2

I'm a newbie for Hadoop.

Recently I just make an implementation of WordCount example.

But when I run this programs on my single node with 2 input files , just 9 word, it cost nearly 33 second to do such !!! so crazy, and it makes me so confusing !!!

Can any one tell me is this normal or some???

How can I fix this problem? Remember, I just create 2 input files with 9 word in it.

Submit Host Address: 127.0.0.1
Job-ACLs: All users are allowed
Job Setup: Successful
Status: Succeeded
Started at: Fri Aug 05 14:27:22 CST 2011
Finished at: Fri Aug 05 14:27:53 CST 2011
Finished in: 30sec

Buhake Sindi
  • 87,898
  • 29
  • 167
  • 228
jackalope
  • 1,554
  • 3
  • 17
  • 37

2 Answers2

3

This is not unusual. Hadoop comes into effect with large datasets. What you are seeing is probably the initial startup time of Hadoop.

Otto Allmendinger
  • 27,448
  • 7
  • 68
  • 79
  • But why it is so slow for very small input ?? – jackalope Aug 05 '11 at 07:55
  • Think about it; it might take 30s to set up the platform but this is neither here not there when you are processing gigabytes or terabytes of data. It's not designed for small amounts of data. – Adrian Mouat Aug 05 '11 at 08:00
  • OK,this time i run it with 15 files , about to 28.9K, and it cost 1mins, 11sec !!! And this time , set up ? – jackalope Aug 05 '11 at 08:10
  • 1
    Real testings starts with size over multiple giga bytes. I have started tests with files which where at least 20 GiB in size. Cause under this size it's not a real challenge for Hadoop. Are you working with pseudo-distributed mode or have you setup a small cluster with at least three data-nodes and one name node? – khmarbaise Aug 05 '11 at 08:23
  • I don't believe this either! I have already started the Hadoop daemons before submitting a job to it. What's the start-mapred.sh script for otherwise? And it **still** takes more than 30 seconds :( – akira Aug 26 '11 at 13:27
3

Hadoop is not efficient for very very small jobs, as it takes more time for the JVM Startup, process initialization and others. Though, it can be optimized to some extent by enabling JVM reuse.

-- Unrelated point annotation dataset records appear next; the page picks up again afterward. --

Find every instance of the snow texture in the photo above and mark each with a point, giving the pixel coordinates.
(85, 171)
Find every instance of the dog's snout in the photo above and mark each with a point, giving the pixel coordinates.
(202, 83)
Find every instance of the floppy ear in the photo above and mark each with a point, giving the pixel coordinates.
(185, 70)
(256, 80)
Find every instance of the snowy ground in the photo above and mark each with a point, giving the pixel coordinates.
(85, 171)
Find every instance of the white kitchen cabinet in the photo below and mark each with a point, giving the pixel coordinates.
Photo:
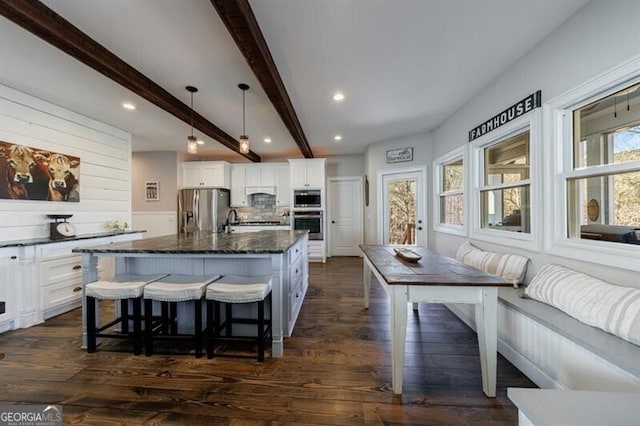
(8, 287)
(309, 173)
(238, 195)
(200, 174)
(283, 186)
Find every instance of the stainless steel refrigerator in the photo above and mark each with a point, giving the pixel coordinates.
(202, 210)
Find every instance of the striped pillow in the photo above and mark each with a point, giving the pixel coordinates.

http://hadoop.apache.org/common/docs/r0.20.2/mapred_tutorial.html#Task+JVM+Reuse

Also, there is some work going on this in Apache Hadoop

https://issues.apache.org/jira/browse/MAPREDUCE-1220

Not sure in which release this will be included or what the state of the JIRA is.

Praveen Sripati
  • 32,799
  • 16
  • 80
  • 117